Che vi sia una unanime difficoltà a percepire l’animale come qualsiasi altro bene giuridico al pari di una lavatrice credo sia pacifico. L’idea consumeristica di potere chiedere la sostituzione o risoluzione contrattuale è – parere di chi scrive- ignobile. Quella di una sua riparazione forse risibile.

Ma quale sarebbe è il rimedio previsto dal nostro ordinamento laddove l’animale acquistato dovesse presentare una patologia pregressa, occulta e grave? Invro non vi è alcun rimedio giuridico specifico se non, ai sensi dell’art. 1469 del codice civile,  che rimanda alle norme che si applicano — appunto — per la compravendita di beni di cui al codice civile stesso (il  compratore può domandare a sua scelta la risoluzione del contratto ovvero la riduzione del prezzo)-

Ma l’applicazione del codice civile è forse meno discutibile dell’applicazione del codice del consumo tenuto conto del particolare bene compravenduto?

Non lo credo. Credo invece che il busillis è che gli animali, che pure sono unanimemente riconosciuti quali esseri senzienti, sono e restano per il nostro ordinamento giuridico delle res, delle cose. In alcuni casi destinate di fatto e in modo prevalente alla realizzazione dell’interesse umano.

Questo principio, antropocentrico, già radicato all’interno del codice civile (quello del ’42 ma anche quello del 1865, all’art 417 laddove sono considerati mobili per loro natura i corpi che possono trasportarsi da un luogo ad un altro o si muovono per propria forza come gli animali), viene ribadito espressamente dalla Cassazione con questa sentenza.

Non è azzardato dunque affermare che l’animale -per quanto si legge in questa sentenza- è dunque (anzi rimane) solo il beneficiario della tutela apprestata dal diritto e non il titolare di un diritto alla tutela giuridica.

Una schizofrenicità del nostro sistema normativo di diritto privato che ad oggi, in mode del tutto anacronistico preveda per controversie riferibili agli animali norme e principi relativi a ciò che un codice del 1942 ancora considera ex art. 812, beni mobili alla stregua di un aspirapolvere, dobbiamo fare rilevare che si tratta di un sistema combinato che non vede una sostituzione o deroga del codice del consumo rispetto al codice civile quanto piuttosto di una complementarietà di tali norme che siano così idonee ad assicurare la più efficace tutela dell’acquirente.

Questa visione antropocentrica che permea il nostro ordinamento (e lo permea delle sue origini e dunque dal diritto romano) è destinata a scomparire?
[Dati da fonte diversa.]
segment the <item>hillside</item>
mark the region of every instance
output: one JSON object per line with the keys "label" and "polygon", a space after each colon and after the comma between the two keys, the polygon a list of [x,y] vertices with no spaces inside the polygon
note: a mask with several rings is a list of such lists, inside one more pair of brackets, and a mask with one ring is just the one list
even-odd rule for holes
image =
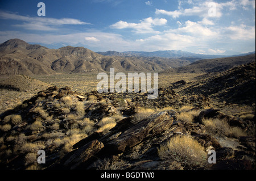
{"label": "hillside", "polygon": [[167,69],[163,71],[163,73],[184,73],[222,71],[234,68],[236,66],[255,61],[255,53],[244,56],[201,60],[183,67]]}
{"label": "hillside", "polygon": [[203,94],[226,103],[255,103],[255,62],[240,65],[223,72],[199,77],[191,85],[183,84],[178,92]]}
{"label": "hillside", "polygon": [[84,47],[48,49],[16,39],[0,44],[0,75],[6,75],[101,72],[110,68],[122,72],[160,72],[191,62],[184,58],[105,56]]}
{"label": "hillside", "polygon": [[[117,51],[107,51],[105,52],[98,52],[98,54],[104,56],[123,56],[123,57],[162,57],[162,58],[180,58],[181,57],[185,57],[186,58],[193,58],[195,60],[200,59],[209,59],[209,58],[216,58],[221,57],[231,57],[228,56],[222,55],[210,55],[210,54],[203,54],[199,53],[194,53],[188,52],[184,52],[182,50],[159,50],[155,52],[139,52],[139,51],[127,51],[123,52],[118,52]],[[235,56],[246,56],[248,54],[255,53],[254,52],[250,52],[248,53],[245,53],[241,55],[237,55]],[[234,56],[232,56],[232,57]]]}
{"label": "hillside", "polygon": [[[56,86],[40,91],[0,115],[0,168],[255,169],[253,97],[246,112],[241,106],[247,99],[241,99],[229,105],[230,113],[212,106],[218,100],[209,98],[209,89],[191,93],[214,81],[222,85],[216,92],[253,91],[246,89],[255,83],[255,62],[198,80],[196,89],[185,82],[177,91],[174,85],[160,88],[156,100],[143,92],[77,92]],[[228,93],[221,101],[231,97]],[[37,162],[39,150],[47,153],[45,164]],[[208,162],[210,150],[216,163]]]}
Si, ma presuppone  una rivoluzione culturale della quale non vedo quei prodromi che tanti invece scorgono all’orizzonte, anche ammalati dalla recente riforma costituzionale. Chi si occupa di diritto deve segnalare i falsi positivi della soggettività non umana umana che potrebbero nascondersi finanche in quelle operazioni di restyling del codice civile e della Costituzione che in ogni caso chi scrive ritiene quantomeno opportune. Certo è che se gli animali non fossero considerati res probabilmente non vi sarebbe la necessità di discutere sul vizio dell’animale compravenduto.